VORTEX #23, copyright 2009 by ED

Number twenty-three: Chinatown’s got somethin’ for everybody.

[VORTEX COMICS occur once per day Monday through Friday. VORTEX COMICS do not occur on weekends. VORTEX COMICS is made by selecting five images (photos I’ve taken, made grayscale, and inked after printing) and five phrases (taken from things I’ve written in the past), pairing it down to three phrases, and leaving the connection up to the reader. VORTEX COMICS have no defined story…for now.]
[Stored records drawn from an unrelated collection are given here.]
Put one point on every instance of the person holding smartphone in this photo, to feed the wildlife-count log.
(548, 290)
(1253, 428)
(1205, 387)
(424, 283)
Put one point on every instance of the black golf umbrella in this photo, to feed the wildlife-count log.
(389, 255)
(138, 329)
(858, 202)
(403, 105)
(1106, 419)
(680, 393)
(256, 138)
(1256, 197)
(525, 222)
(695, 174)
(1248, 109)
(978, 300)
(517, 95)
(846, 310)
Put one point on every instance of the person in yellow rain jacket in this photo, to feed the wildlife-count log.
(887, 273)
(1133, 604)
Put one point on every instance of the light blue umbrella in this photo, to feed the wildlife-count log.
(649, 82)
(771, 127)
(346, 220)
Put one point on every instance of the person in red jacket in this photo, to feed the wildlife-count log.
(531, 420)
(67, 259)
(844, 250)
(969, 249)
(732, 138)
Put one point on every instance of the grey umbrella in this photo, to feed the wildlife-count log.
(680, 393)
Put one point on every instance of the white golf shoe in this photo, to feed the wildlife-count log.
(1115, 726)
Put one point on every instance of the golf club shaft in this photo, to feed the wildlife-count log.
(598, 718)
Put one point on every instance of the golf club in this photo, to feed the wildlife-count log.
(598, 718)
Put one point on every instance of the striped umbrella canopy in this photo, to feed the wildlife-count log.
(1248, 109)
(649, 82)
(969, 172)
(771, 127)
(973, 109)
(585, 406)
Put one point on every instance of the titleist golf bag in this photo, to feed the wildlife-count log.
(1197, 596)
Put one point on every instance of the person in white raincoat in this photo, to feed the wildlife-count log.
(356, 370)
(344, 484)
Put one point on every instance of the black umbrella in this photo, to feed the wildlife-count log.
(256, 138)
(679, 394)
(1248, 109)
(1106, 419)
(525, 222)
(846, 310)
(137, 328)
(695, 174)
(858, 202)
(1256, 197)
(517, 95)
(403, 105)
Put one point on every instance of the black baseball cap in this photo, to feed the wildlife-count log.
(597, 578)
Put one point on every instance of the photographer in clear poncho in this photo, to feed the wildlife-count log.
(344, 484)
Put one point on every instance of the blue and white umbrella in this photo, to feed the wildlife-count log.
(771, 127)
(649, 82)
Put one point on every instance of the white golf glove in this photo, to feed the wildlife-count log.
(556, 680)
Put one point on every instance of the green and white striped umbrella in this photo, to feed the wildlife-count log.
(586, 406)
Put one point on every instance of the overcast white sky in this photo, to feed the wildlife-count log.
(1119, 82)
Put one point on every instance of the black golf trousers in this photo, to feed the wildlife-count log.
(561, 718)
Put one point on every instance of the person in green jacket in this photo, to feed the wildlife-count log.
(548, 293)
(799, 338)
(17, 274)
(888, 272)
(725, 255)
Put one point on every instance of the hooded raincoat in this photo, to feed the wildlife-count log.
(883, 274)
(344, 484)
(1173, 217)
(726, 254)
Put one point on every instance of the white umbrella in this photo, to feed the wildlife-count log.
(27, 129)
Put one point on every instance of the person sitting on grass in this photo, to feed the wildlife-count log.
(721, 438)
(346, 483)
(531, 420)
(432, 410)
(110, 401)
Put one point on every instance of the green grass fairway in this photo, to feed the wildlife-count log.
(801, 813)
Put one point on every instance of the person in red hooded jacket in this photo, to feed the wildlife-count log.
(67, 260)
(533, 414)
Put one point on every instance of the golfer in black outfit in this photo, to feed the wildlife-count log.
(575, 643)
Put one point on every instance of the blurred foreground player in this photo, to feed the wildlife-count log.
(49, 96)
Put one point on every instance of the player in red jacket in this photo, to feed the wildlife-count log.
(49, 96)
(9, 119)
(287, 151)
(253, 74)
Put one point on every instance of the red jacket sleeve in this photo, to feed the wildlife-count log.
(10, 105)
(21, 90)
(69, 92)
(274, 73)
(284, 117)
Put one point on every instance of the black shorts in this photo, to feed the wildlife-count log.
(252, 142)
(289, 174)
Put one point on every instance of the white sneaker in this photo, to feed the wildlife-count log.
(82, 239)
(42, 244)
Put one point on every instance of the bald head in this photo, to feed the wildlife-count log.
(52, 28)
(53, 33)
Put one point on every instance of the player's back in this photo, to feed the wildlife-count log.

AND NOW! Because Halloween is tomorrow, and I know I’m not the only one who waited until the last minute, I present you all, ye faithful few procrastinators, with handy-dandy instructions on how to craft your very own Starro mask!

(I’ll warn you, though, that these are VERY rough and VERY amateurish instructions, so I welcome any suggestions for improvement.)

1. ASSEMBLE YOUR TEAM! To make this bad boy, I’ve gathered a few choice materials: purple and blue fabric; black and red nylon mesh material; blue, black, and purple thread; black elastic band; a needle; safety pins; and an old towel.

2. YER EYEBALLS! Using a rough measurement of the distance between the far side of either eye made with my index finger and thumb, I cut four circles from the red nylon mesh (enough to provide a red color while still allowing for sight) larger than the measured size. I then made pupils out of the black mesh. Set these aside for later.

3. FINDING YOUR INNER STAR! Next I traced a dinner plate on the back of the blue fabric. Finding the center, I used the same rough measurement to cut what would eventually determine what I couldn’t see while wearing the mask. Using that circle as a base, I cut a rough star shape out of the larger circle.

4. WHEN STARS COLLIDE! Using the smaller, blue star as a base, I traced a larger star shape around it on the purple fabric. I then traced the blue star again onto the purple star, this time cutting it smaller than the blue star. I then pinned the smaller star beneath the larger one, so that the blue-lined eyehole is neatly tucked under the purple. The two were then sewn together around the inside edge of the purple star.

5. I NEED BACKUP! Using the whole star, I once more traced the shape onto the blue fabric and cut a similar hole into the middle. Both shapes flipped around, so that what will be the messy, messy insides are now facing outwards, I sewed both together. Using the eyehole, I flipped the star right-side out and began stuffing the innards through the eyehole with strips of towel. The inside edges were then sewn shut as to keep all that stuffing in, the red nylon mesh sandwiched between each edge.

6. ATTACHED! Using two seperate lengths of elastic, I fasted one between two opposite arms of the star, and one from the top-most segment to the other length of elastic.

7. FINISHING TOUCHES! On the inside lower section of the mask, I stitched up loose parts of fabric to bring the lower “appendages” closer to my face. I also sewed the black nylon on top of the red in the center of the “eye” where it wouldn’t impede my vision.

And there you have it! A fairly easy-to-make (if you’re really pressed for time, you can skip the stuffing altogether) and VERY affordable (the fabric, thread, and elastic cost ~$6.50) costume with definite nerd cred.

Bonus? You can still drink your choice of holiday beverage, not to mention eat candies and breathe comfortably, without removing it.